Vier Tage hat es gedauert, bis sich Granit Xhaka durchringen konnte: Gestern Abend veröffentlichte der Arsenal-Captain ein Statement zu seinem Ausraster gegenüber den eigenen Fans im Spiel gegen Crystal Palace.

Der 27-jährige Schweizer Nationalspieler erklärt darin, dass er es vorgezogen habe, statt einer schnellen Reaktion eine gut überlegte Erklärung abzugeben. Xhaka entschuldigte sich, wie vielerorts gefordert, allerdings nicht bei allen Fans. Sondern nur bei denjenigen, «die die Mannschaft, den Verein und mich immer mit positiver Energie unterstützen.» Beleidigende Kommentare und Drohungen gegen ihn und seine Familie – Arsenals Nummer 34 versuchte ausserdem zu erklären, wie es zu seinem emotionalen Ausbruch kommen konnte.

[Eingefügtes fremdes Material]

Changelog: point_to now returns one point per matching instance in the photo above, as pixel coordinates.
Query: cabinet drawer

Die Arsenal-Fans reagierten gespalten auf die Entschuldigung ihres Captains. Viele zeigten sich in der Kommentarspalte zum von Arsenal abgesetzten Tweet versöhnlich und sprachen Xhaka ihre Unterstützung aus. Innert Kürze wurden unzählige aufmunternde Kurznachrichten unter dem Hashtag #IStandWithXhaka abgesetzt.

Doch natürlich gab auch die Unversöhnlichen, die kritisierten, dass sich Xhaka gar nicht richtig entschuldigt habe. Sie fordern weiterhin, dass er den Klub möglichst bald verlassen soll.

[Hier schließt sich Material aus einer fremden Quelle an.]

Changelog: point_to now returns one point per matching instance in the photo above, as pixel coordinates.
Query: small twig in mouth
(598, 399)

Und was ist mit den Experten, die Xhaka nach seiner «Fuck off»-Tirade vom Sonntag so richtig in die Mangel nahmen? Die meisten haben sich bislang nicht öffentlich zur Entschuldigung des Arsenal-Captains geäussert.

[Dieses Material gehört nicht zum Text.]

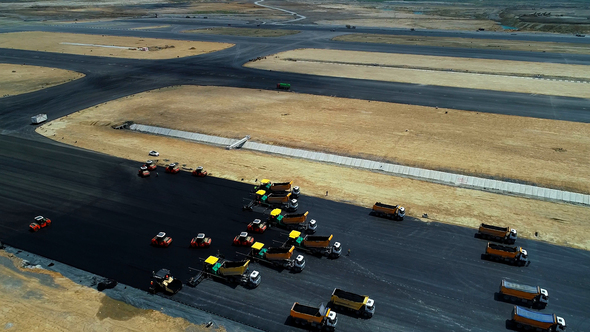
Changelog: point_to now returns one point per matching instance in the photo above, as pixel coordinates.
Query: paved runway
(423, 276)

Ex-«Gunner» Charlie Nicholas war einer der wenigen, die bereits reagiert haben. Der Experte von «Sky Sports» glaubt, dass Xhaka trotz Entschuldigung keine Zukunft bei Arsenal haben wird. «Ich weiss nicht, ob er jemals wieder für den Klub spielen wird. Ich kann es mir ehrlich gesagt nicht vorstellen», so der Schotte. Nicholas begründet das so:

«Es wird Fans geben, die mit den Anfeindungen weitermachen werden. Wenn sie dich nicht mögen, dann mögen sie dich nicht. Wenn er weiterhin sauer und mit der Situation unzufrieden ist, dann könnte ihn das zermürben. Dann könnte er denken, dass es Zeit ist, zu gehen. Er ist schon seit ein paar Jahren im Klub und es waren nicht die erfolgreichsten. Er ist Teil von Arsenals Problemen. Deshalb glaube ich nicht, dass er bald wieder spielen wird. Am ehesten in der Europa League. Aber ich glaube auch nicht, dass er grosses Interesse hat, bald wieder zu spielen, so wie er sich momentan fühlt.»